The Secret Life of AWS: The Watchtower

 

The Secret Life of AWS: The Watchtower

You cannot manage what you cannot measure: A guide to Metrics, Logs, and Alarms.





Part 12 of The Secret Life of AWS

Timothy leaned back in his chair, feet up on the desk. The room was quiet.

"I am done," he announced. "The system is built. The functions trigger, the state machine coordinates, and the database stores. I can finally relax."

Margaret walked over and tapped a stack of papers on his desk. "Is the system working, Timothy?"

"Of course," Timothy said. "I tested it yesterday."

"Is it working right now?" Margaret asked. "Is the database CPU high?
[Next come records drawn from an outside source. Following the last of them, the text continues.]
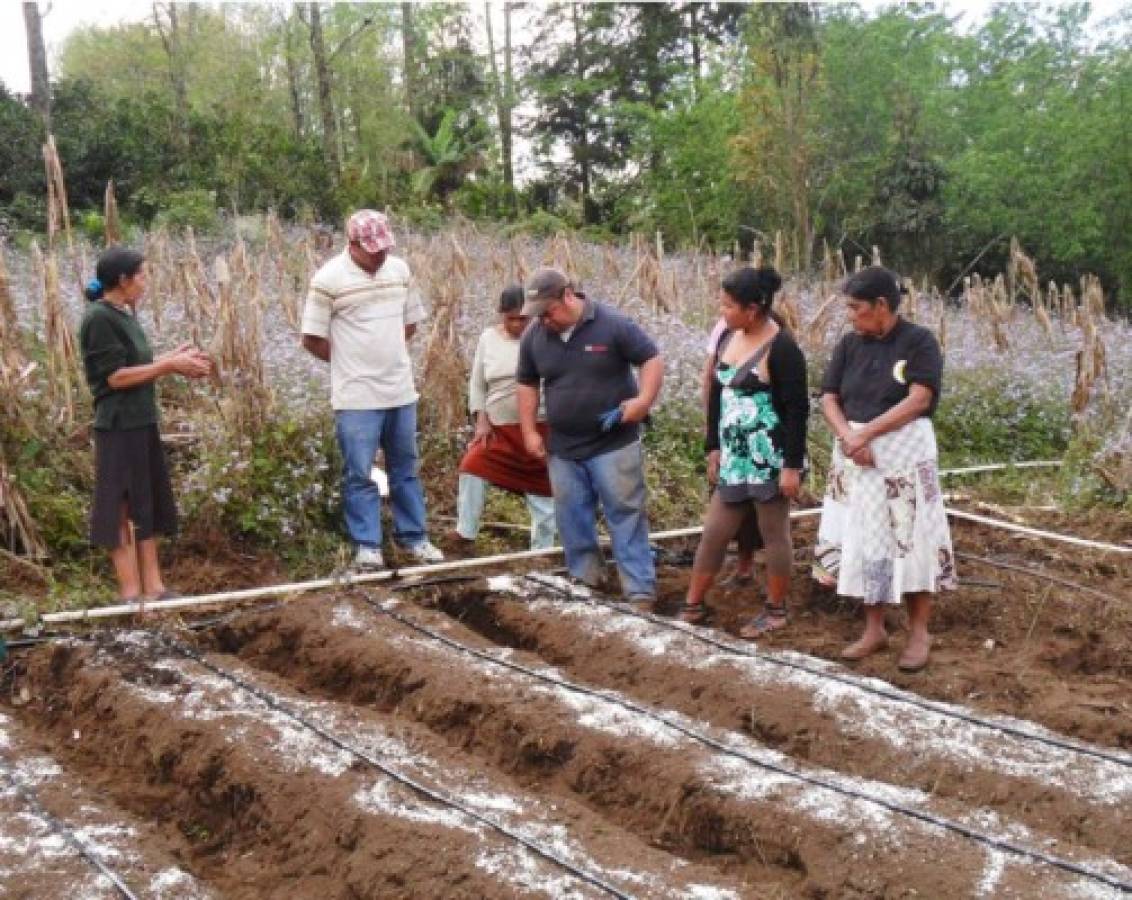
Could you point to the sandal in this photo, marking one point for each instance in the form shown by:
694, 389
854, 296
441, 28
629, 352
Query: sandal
771, 619
695, 614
Did the last three payments fail? Is the inventory function timing out?"

Timothy hesitated. "I... I assume so. No one has complained."
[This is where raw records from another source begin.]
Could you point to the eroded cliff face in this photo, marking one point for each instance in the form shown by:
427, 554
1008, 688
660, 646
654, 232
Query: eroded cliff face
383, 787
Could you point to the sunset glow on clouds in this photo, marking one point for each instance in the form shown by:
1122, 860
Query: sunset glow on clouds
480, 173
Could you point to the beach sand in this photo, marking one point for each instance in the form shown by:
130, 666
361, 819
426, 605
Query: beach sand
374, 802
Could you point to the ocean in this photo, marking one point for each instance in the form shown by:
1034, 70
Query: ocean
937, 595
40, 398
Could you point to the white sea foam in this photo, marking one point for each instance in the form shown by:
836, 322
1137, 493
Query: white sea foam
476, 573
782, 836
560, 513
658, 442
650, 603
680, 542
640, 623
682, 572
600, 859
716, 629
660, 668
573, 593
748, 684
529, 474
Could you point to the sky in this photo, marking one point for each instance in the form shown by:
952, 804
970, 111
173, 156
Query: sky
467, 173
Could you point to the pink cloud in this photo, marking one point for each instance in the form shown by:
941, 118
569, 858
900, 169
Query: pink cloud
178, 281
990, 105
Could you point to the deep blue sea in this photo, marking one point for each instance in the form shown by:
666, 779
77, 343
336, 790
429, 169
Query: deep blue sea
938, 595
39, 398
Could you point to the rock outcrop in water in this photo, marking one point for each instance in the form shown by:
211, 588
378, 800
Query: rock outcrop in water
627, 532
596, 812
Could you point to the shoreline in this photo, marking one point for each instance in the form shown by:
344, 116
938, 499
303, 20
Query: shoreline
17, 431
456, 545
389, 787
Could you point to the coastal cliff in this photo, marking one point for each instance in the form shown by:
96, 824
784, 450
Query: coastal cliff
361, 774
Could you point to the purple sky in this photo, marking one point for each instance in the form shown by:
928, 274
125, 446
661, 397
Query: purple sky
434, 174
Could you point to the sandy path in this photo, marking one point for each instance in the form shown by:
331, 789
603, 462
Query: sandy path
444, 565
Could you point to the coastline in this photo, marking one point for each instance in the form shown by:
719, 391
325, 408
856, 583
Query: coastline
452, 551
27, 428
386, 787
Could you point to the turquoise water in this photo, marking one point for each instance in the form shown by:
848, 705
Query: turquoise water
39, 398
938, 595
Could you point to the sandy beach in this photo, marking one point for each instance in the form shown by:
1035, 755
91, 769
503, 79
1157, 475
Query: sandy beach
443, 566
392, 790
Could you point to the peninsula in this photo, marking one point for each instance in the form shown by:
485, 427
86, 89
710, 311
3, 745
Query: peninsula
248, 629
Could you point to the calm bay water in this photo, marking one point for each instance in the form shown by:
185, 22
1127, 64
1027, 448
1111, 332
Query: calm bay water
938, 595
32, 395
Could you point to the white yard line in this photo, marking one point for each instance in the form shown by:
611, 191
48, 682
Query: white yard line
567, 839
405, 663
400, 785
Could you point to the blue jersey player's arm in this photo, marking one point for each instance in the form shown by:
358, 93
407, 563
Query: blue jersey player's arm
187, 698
"Hope is not a strategy," Margaret said, pulling him out of the chair. "You cannot manage what you cannot measure."

She led him to the chalkboard. "Today, we discuss AWS CloudWatch. It is the eyes and ears of your infrastructure."

Metrics (The Numbers)

Margaret drew a simple graph on the board—a line trending upwards.

"First," she said, "we have Metrics. These are numerical data points that AWS collects automatically over time."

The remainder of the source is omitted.